Libercontrarian said:


> So I was chizzillin' in a parking lot between rides in a down period. I started driving Uber again because they relented and started charging slightly more normal rates again, but instead of having twice the opportunities (I'm also doin' da heavy Lyftin', as it were), it was slack last night in Denver.
> 
> A couple strolled up on me and asked me if I could just run them over to a bar for cash. I told them I could only secure legal and insured rides through the Lyft platform.
> 
> ...


that is happening because the system is rigged at headquarters


----------



## dandy driver (Jan 28, 2015)

BlkGeep said:


> **** it, I do a real street hail at least once a week, my favorite trips, no ratings, no b.s., did one last night, a couple and their friend left Scottsdale to their house in the burbs, as we get closer they begin talking about the friend flying and if she is really ready...blah blah, yeah ten minutes is all I need, so I quickly seized the day. Waited ten minutes for her to get ready, I'm a smoker so perfect break, I keep a pay anywhere for tips and street hails but she has cash! Fifty bucks to Sky Harbor, no empty ride back from the burbs, no commission. Best part the husband was there when I offered and chimed in with advice to take the offer. He had just paid eighty bucks on 2x surge to get home. I'm like Uber, I'm out there disrupting shit. With weights and measures off of us it's pretty much the wild west. Lol


why don't we set up our own website for customers to call us instead of using uber you can run the credit card on a square pay less than 3% of the amount and add 20% to your income


----------



## NJUberDriver (Feb 26, 2015)

Dropped a guy off in NY a few months ago, and he asked if I was happy to be in the city, thinking I could get a few fares at higher-than-NJ rates. I explained I can't pickup in NYC, since I don't have TLC plates, and he goes "oh, don't worry about it, I got you..." The guy proceeded to get out of the car and walk over to the nearest corner where he saw someone standing with their arm raised, trying to hail a taxi. The guy trying to hail the taxi pretty much blew him off, but I thought it was hilarious hearing the guy explain how I was an Uber and could take him without any issues...

Separate funny story, incidentally the same passenger--at some point during the ride prior to the drop-off we were talking about Uber and what it's like, and the guy, apparently the owner of an investment banking firm, told me that one of his good friends recently started driving for Uber, and that he does it exclusively to meet women. I found this hilarious, as his friend was another Wall Street-type, apparently in an executive position somewhere. My rider explained that whenever his buddy gets a request that's not a woman he cancels and tries again LOL


----------



## NJUberDriver (Feb 26, 2015)

DenverDiane said:


> The super creepiness aspect of that aside , if a supposed "wall-street executive" needs to drive for Uber to meet women the either the story is complete BS or someone needs to seriously tell that executive "ur dooin' it wrong!"


Hah! That's true!

I seriously doubt it was a lie because I see no reason why my rider would lie about such a random thing.

I was wondering what his friend does if he pulls up and whomever he is supposed to pick up is not to his liking...


----------



## pengduck (Sep 26, 2014)

Sydney Uber said:


> Do transport enforcement officers work on a "Quota" + "Bonus" system?

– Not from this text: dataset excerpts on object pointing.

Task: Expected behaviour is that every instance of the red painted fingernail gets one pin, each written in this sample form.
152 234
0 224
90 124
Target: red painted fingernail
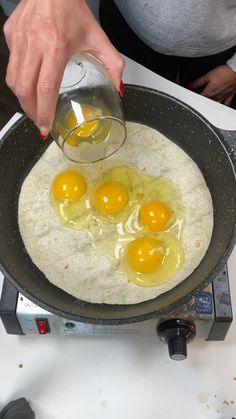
43 136
122 88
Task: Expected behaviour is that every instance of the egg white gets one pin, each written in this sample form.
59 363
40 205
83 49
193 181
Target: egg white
66 256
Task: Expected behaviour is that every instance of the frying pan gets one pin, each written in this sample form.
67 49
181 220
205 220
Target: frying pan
21 148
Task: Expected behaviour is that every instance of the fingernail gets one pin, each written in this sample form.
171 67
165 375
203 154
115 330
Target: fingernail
43 133
122 88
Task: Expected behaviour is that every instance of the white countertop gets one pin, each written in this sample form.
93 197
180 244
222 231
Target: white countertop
125 377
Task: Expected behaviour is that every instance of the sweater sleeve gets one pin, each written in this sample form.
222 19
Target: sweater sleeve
232 62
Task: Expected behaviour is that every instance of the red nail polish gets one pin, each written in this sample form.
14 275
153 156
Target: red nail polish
43 136
122 88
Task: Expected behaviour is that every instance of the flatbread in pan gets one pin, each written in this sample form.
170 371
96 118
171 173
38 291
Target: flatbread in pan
66 256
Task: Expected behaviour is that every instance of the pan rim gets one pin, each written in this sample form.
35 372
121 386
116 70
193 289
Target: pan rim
154 313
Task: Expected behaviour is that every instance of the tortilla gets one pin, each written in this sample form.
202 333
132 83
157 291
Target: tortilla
66 256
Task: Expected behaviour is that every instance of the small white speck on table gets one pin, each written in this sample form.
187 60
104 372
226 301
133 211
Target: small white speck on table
125 376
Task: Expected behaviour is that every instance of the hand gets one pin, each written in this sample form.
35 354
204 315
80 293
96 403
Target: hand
42 35
220 84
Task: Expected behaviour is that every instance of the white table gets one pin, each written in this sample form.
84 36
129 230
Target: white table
125 377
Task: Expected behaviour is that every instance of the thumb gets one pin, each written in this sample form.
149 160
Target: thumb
201 81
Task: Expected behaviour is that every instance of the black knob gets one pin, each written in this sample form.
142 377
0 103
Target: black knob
176 333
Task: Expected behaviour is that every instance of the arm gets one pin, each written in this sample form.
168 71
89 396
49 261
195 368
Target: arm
42 35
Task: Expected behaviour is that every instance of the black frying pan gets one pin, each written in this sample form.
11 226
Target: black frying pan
20 149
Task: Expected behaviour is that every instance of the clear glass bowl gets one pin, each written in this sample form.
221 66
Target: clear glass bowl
89 124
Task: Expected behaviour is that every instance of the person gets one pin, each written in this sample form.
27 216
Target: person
165 36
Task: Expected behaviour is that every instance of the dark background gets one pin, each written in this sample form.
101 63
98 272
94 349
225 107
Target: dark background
8 102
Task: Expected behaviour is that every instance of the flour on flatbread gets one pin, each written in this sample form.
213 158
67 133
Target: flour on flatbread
66 256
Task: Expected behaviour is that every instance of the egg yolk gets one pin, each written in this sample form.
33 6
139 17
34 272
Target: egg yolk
84 130
144 254
111 198
155 215
69 185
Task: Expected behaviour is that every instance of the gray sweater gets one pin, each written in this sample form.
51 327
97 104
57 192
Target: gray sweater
188 28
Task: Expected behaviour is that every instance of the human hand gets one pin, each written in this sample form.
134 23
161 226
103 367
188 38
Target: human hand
42 35
220 84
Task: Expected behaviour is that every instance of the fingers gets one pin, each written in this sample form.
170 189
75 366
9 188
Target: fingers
48 85
26 70
228 100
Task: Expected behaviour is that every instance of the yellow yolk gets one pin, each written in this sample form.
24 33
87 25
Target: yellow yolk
144 254
155 216
84 130
110 198
69 184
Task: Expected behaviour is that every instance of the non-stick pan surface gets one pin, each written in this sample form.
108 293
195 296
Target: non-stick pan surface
20 149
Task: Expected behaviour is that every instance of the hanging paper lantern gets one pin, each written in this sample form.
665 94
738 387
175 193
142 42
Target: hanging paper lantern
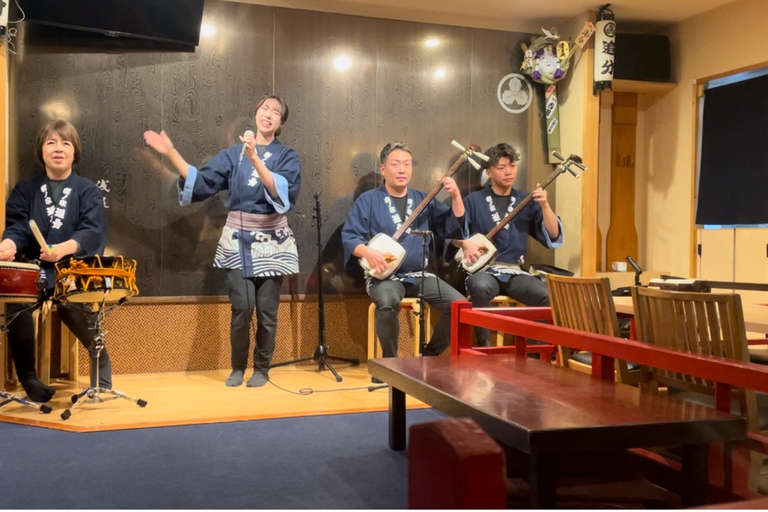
546 61
605 49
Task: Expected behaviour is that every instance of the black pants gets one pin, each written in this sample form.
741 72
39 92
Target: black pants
263 293
387 296
482 287
78 319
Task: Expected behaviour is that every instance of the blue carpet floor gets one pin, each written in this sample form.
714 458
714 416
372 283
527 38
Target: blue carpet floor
337 462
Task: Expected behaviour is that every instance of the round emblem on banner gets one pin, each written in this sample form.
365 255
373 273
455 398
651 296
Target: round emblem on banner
515 93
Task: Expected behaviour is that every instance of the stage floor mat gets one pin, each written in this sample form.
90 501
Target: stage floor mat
188 398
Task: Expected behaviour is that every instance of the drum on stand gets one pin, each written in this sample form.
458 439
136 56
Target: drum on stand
95 279
19 282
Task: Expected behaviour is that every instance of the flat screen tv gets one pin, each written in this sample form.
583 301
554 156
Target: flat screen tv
173 23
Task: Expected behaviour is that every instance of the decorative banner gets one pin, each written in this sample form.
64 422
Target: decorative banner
546 62
605 49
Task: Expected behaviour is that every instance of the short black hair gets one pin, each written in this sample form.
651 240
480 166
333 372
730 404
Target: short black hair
390 147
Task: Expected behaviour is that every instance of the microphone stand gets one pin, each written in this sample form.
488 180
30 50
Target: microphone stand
636 268
321 352
420 298
422 329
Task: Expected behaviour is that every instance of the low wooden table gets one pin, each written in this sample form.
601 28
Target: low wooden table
544 410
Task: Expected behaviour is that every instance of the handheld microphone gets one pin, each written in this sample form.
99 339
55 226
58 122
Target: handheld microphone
245 146
634 265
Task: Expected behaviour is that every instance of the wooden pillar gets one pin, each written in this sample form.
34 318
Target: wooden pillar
590 234
621 240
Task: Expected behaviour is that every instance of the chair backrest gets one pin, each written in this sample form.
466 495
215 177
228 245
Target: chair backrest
696 323
585 304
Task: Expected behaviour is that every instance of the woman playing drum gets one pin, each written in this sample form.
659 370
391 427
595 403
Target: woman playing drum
69 211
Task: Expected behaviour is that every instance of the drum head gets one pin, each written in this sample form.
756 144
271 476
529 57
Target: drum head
19 282
97 296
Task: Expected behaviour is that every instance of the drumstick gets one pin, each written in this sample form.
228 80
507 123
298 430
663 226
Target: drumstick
39 235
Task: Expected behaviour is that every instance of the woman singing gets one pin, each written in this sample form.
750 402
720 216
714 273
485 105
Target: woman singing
256 247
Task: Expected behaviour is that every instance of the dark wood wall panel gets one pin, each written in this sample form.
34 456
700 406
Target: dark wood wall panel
325 66
339 120
417 106
491 124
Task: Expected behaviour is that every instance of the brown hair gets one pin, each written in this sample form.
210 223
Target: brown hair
283 110
63 129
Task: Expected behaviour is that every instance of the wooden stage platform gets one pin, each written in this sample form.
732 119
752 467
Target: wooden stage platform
187 398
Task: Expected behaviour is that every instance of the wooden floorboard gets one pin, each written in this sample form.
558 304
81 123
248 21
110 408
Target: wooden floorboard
188 398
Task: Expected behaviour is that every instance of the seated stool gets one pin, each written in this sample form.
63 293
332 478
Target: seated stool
454 464
407 303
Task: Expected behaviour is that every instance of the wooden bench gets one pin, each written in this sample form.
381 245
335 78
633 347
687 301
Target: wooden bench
723 372
528 405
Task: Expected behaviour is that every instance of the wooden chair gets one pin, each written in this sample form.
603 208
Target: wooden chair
698 323
586 304
406 303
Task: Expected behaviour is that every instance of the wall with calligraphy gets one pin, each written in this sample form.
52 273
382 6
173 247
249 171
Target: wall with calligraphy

Have a friend who is retired law enforcement tell me that they do have quotas. The problem here is part of the court costs goes to the law enforcement retirement fund. Sounds like a conflict of interest to me!


----------



## pengduck (Sep 26, 2014)

DenverDiane said:


> The super creepiness aspect of that aside , if a supposed "wall-street executive" needs to drive for Uber to meet women the either the story is complete BS or someone needs to seriously tell that executive "ur dooin' it wrong!"


******bag!


----------



## UberHammer (Dec 5, 2014)

DenverDiane said:


> The super creepiness aspect of that aside , if a supposed "wall-street executive" needs to drive for Uber to meet women the either the story is complete BS or someone needs to seriously tell that executive "ur dooin' it wrong!"

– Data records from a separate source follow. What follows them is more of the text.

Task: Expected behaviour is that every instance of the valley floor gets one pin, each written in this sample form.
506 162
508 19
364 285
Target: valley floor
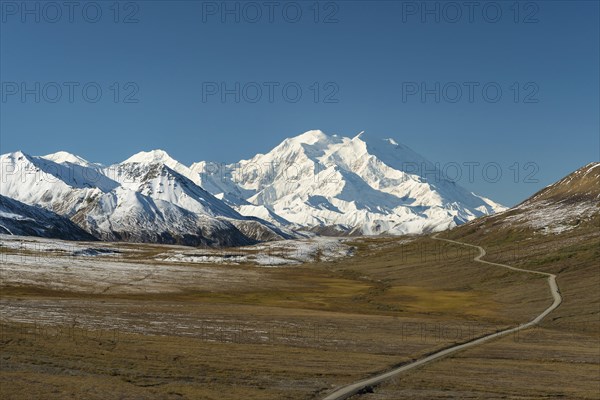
107 321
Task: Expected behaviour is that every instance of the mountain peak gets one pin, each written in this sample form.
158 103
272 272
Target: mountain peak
61 157
310 137
150 157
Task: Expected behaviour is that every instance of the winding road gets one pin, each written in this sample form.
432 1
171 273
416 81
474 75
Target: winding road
354 388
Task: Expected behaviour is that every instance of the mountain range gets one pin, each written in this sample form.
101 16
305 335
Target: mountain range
311 183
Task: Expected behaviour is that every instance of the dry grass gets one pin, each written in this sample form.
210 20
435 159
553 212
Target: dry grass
291 333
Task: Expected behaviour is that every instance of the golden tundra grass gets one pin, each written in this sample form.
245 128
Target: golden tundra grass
298 331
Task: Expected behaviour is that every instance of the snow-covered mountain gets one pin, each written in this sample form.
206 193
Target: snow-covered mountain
327 184
140 200
337 184
18 218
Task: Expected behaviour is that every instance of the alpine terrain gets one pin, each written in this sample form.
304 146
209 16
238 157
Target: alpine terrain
312 182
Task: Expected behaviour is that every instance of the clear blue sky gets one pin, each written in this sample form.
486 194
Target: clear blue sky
370 56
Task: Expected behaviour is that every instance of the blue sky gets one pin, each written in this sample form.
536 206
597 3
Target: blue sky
360 65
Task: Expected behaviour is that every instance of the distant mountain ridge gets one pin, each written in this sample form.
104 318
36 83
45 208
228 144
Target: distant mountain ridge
311 182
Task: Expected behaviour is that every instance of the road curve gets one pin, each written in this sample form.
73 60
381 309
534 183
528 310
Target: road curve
354 388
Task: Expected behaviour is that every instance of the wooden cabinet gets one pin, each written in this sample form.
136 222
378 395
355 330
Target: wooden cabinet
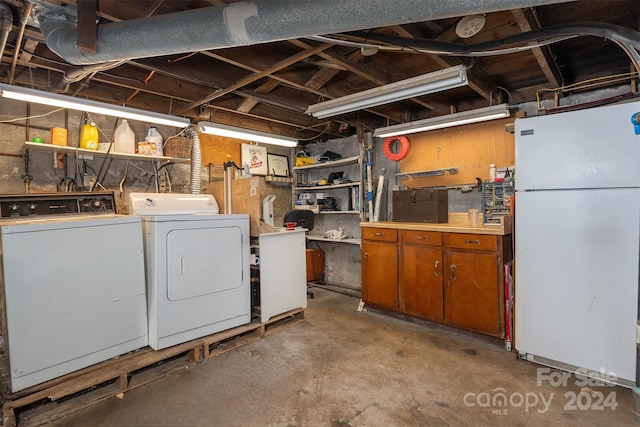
420 286
453 278
315 265
380 267
474 291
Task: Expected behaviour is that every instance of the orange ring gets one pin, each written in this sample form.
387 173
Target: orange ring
404 147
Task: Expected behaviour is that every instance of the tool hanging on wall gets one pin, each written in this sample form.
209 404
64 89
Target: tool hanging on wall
379 195
368 162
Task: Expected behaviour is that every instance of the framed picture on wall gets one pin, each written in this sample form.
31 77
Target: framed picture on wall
256 158
278 165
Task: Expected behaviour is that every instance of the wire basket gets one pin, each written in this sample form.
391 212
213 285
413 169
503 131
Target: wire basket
178 146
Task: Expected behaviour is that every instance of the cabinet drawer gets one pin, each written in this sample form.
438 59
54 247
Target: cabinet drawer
431 238
383 234
472 241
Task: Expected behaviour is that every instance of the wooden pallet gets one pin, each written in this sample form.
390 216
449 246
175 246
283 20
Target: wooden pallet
62 396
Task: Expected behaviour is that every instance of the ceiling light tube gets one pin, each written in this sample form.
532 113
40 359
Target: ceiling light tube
64 101
246 134
436 81
456 119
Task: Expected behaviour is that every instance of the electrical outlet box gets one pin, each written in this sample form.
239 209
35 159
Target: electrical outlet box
88 180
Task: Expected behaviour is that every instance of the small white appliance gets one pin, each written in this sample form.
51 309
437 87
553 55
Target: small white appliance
577 231
197 265
73 284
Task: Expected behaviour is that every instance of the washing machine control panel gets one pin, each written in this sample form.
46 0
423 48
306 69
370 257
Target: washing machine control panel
52 204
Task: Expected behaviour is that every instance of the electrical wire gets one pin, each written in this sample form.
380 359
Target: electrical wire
586 84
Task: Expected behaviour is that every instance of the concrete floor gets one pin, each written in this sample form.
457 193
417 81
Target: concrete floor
347 368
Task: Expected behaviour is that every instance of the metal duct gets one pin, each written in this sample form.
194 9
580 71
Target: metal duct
247 23
6 22
196 160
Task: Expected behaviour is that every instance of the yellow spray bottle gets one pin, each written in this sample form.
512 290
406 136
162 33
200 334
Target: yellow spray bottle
89 136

Executives on Wall Street are a dime a dozen. Companies have floors of "executives" working in cubicles many of which are just late 20's/early 30's. Many of them got to those positions at such young ages because they are hyper-focused at their specialties... which usually comes with being socially clumsy. So yeah, many Wall Street "executives" are "doin' it wrong" because they lack social skills.


----------



## Older Chauffeur (Oct 16, 2014)

pengduck said:


> Have a friend who is retired law enforcement tell me that they do have quotas. The problem here is part of the court costs goes to the law enforcement retirement fund. Sounds like a conflict of interest to me!

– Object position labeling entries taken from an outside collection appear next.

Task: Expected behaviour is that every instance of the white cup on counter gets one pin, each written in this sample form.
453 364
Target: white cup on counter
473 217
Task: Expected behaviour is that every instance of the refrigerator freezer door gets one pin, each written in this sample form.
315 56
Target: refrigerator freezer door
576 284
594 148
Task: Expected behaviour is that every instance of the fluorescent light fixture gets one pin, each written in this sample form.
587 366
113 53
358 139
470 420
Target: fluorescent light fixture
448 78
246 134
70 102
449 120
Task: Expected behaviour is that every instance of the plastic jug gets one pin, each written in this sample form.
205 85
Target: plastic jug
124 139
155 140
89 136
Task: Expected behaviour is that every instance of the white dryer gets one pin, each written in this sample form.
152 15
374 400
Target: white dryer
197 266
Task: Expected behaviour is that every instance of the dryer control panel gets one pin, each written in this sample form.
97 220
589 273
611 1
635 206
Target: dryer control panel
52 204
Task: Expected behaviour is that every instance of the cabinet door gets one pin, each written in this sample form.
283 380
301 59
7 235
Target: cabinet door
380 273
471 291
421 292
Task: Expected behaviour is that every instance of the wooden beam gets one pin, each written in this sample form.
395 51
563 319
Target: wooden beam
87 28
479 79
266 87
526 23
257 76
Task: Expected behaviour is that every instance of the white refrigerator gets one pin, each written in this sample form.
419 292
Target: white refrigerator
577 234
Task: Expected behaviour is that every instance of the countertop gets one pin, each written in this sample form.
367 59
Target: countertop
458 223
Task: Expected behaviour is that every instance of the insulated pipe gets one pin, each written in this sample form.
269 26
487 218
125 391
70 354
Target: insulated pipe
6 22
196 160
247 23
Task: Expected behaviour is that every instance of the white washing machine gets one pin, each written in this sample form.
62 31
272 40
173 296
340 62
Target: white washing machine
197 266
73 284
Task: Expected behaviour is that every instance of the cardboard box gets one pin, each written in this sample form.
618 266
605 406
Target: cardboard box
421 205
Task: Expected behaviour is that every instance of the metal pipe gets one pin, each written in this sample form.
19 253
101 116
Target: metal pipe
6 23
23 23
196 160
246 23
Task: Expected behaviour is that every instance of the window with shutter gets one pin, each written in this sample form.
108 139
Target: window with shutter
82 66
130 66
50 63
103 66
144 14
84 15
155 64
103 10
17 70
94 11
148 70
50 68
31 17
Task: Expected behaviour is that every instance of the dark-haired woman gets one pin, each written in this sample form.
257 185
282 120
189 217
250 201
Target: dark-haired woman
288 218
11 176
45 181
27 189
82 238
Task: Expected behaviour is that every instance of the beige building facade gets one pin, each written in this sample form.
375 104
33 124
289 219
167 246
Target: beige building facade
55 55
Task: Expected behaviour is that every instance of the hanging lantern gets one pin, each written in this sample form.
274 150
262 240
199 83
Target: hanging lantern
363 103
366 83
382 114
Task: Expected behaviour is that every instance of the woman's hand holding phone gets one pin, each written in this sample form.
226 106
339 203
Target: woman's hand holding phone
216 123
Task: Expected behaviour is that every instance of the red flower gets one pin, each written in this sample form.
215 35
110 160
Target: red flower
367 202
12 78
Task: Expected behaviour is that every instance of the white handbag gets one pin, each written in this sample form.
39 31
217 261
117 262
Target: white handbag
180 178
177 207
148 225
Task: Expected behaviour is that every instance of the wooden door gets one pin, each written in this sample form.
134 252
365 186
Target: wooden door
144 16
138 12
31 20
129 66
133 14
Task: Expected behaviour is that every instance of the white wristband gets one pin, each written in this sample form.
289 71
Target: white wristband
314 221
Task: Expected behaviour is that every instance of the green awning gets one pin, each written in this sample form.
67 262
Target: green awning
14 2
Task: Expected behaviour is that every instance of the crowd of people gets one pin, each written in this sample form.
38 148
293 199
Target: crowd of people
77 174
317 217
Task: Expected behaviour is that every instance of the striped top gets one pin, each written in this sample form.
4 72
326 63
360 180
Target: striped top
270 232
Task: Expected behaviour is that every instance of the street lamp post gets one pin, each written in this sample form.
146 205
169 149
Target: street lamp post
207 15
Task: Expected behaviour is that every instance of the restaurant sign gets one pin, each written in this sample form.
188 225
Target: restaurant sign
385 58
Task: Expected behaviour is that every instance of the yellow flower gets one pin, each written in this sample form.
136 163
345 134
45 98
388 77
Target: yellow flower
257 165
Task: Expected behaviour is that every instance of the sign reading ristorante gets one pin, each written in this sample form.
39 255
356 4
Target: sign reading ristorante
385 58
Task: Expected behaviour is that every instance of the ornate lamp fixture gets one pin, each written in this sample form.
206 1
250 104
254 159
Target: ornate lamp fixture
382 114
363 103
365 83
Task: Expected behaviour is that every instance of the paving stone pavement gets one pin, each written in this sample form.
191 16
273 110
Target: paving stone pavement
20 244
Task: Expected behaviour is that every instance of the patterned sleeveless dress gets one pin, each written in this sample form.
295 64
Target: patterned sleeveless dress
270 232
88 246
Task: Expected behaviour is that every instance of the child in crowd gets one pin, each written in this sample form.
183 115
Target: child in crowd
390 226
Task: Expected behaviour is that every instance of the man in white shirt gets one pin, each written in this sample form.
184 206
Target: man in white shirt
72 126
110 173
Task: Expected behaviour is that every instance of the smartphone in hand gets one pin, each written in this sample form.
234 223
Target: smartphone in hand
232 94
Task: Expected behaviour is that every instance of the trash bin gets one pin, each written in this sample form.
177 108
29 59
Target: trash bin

Well, we've all heard about those good ol' boy sheriffs in the southern part of the country!  Here in CA fines are split by formula established by the state legislature, but none of it goes to anybody's retirement fund. My son is a patrol sergeant with 25+ years in the sheriff's office. When asked if he has a ticket quota his response is, "No, I can write as many as I want!" In actual practice, he writes a ticket on maybe 10% of his traffic stops, if not less. If the violation is flagrant or nearly causes an accident, he will likely issue a citation, otherwise just a verbal warning. Individual deputies' stats are tracked, but traffic stops are simply an indication of doing the job, whether or not a citation is issued.


----------



## duggles (Aug 25, 2014)

Libercontrarian said:


> Frankly, I suspect ANTBODY of being a sting operation and take joy in telling Flag Downs that it's illegal for me to haul them about willy-nilly for cash.


Smart move. My ever-caring mother just texted me a shit ton yesterday worried because she saw on the news that there were stings in Denver to catch TNC driver's taking street hails.


----------



## John Harris (Feb 11, 2015)

I can't decide what's worse.... a city regulation that tells me who I can and can't drive in my own car on a public street already funded with public money, or public money being spent to pay some jackass tax feeder to engage in so called "sting" operations to prevent said behavior. I guess I would pick the latter to be the most offensive, since it takes a public salary to pay the little Napoleans that like telling other people what to do to enforce those kinds of "rules." It would be laughable were it not so pathetic and costly. And let's not forget the "oh, we're uninsured now" rules.... usually... I don't bother to find out what the rules are until later on, because until I have to, I don't care. It's nice when rules align with my way way of doing things, but when they don't, I just do what I want anyway. I encourage everyone else to do the same thing.


----------



## chi1cabby (May 28, 2014)

duggles said:


> My ever-caring mother just texted me a shit ton yesterday worried because she saw on the news that there were stings in Denver to catch TNC driver's taking street hails.


Mom's very well informed


John Harris said:


> I can't decide what's worse.... a city regulation that tells me who I can and can't drive in my own car on a public street already funded with public money, or public money being spent to pay some jackass tax feeder to engage in so called "sting" operations to prevent said behavior.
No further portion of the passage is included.